President Trump on Friday asserted he has the “legal right” to order Attorney General Bill Barr to do anything he wants in criminal cases handled by the Justice Department — a day after the nation’s top law enforcement officer criticized the commander-in-chief’s tweets.

“‘The President has never asked me to do anything in a criminal case.’ A.G. Barr,” the president said in a tweet, quoting what Barr told ABC News in an exclusive interview Thursday.

“This doesn’t mean that I do not have, as President, the legal right to do so, I do, but I have so far chosen not to!” Trump added.

In his rare rebuke of his boss, Barr said the president should stop tweeting about the Roger Stone case because his posts “make it impossible for me to do my job.”

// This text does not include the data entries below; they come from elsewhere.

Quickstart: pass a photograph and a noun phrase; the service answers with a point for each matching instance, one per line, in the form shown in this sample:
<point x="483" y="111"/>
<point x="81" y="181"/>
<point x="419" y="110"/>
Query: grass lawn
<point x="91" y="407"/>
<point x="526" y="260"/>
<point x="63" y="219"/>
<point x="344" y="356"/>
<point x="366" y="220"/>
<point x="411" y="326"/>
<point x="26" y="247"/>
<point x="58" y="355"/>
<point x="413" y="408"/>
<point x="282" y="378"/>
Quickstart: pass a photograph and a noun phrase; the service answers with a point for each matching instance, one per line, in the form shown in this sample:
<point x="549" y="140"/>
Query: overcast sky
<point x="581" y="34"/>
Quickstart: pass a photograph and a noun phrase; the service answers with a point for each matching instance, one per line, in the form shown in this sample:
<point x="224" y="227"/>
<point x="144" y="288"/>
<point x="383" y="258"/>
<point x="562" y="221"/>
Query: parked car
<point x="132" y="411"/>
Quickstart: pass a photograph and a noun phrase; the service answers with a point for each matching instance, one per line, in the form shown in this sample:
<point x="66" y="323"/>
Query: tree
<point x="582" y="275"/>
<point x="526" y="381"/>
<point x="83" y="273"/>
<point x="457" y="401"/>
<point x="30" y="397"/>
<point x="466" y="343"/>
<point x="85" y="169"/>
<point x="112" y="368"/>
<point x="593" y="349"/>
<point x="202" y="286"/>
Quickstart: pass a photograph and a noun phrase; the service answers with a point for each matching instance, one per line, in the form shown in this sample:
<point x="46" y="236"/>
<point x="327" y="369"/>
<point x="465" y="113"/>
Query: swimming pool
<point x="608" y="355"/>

“I think it’s time to stop the tweeting about Department of Justice criminal cases,” Barr said, adding that he has a problem “with some of the tweets.”

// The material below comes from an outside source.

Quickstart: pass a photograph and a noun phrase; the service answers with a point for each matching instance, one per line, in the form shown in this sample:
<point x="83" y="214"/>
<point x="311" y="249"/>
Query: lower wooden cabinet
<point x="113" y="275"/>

“As I said at my confirmation hearing, I think the essential role of the attorney general is to keep law enforcement, the criminal process sacrosanct to make sure there is no political interference in it. And I have done that and I will continue to do that,” he told the network’s chief justice correspondent, Pierre Thomas.

“And I’m happy to say that, in fact, the president has never asked me to do anything in a criminal case,” he said.

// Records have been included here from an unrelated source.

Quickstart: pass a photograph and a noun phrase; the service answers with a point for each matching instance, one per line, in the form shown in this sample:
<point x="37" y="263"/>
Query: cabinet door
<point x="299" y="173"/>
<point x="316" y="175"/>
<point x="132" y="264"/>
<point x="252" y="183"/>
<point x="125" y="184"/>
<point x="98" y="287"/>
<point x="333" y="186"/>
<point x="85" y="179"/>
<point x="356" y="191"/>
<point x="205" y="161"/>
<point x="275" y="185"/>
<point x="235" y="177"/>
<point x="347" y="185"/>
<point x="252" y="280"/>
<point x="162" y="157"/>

Barr added that he wouldn’t be pressured by anyone — even the president.

“I’m not going to be bullied or influenced by anybody … whether it’s Congress, a newspaper editorial board, or the president,” he said.

Trump this week thanked and praised Barr for overruling veteran prosecutors who had recommended that Stone — Trump’s longtime pal — serve between seven and nine years behind bars on his conviction for lying to Congress and other charges.

On Thursday, the White House said Trump “wasn’t bothered” by Barr’s criticism and that he still had “full faith” in the attorney general.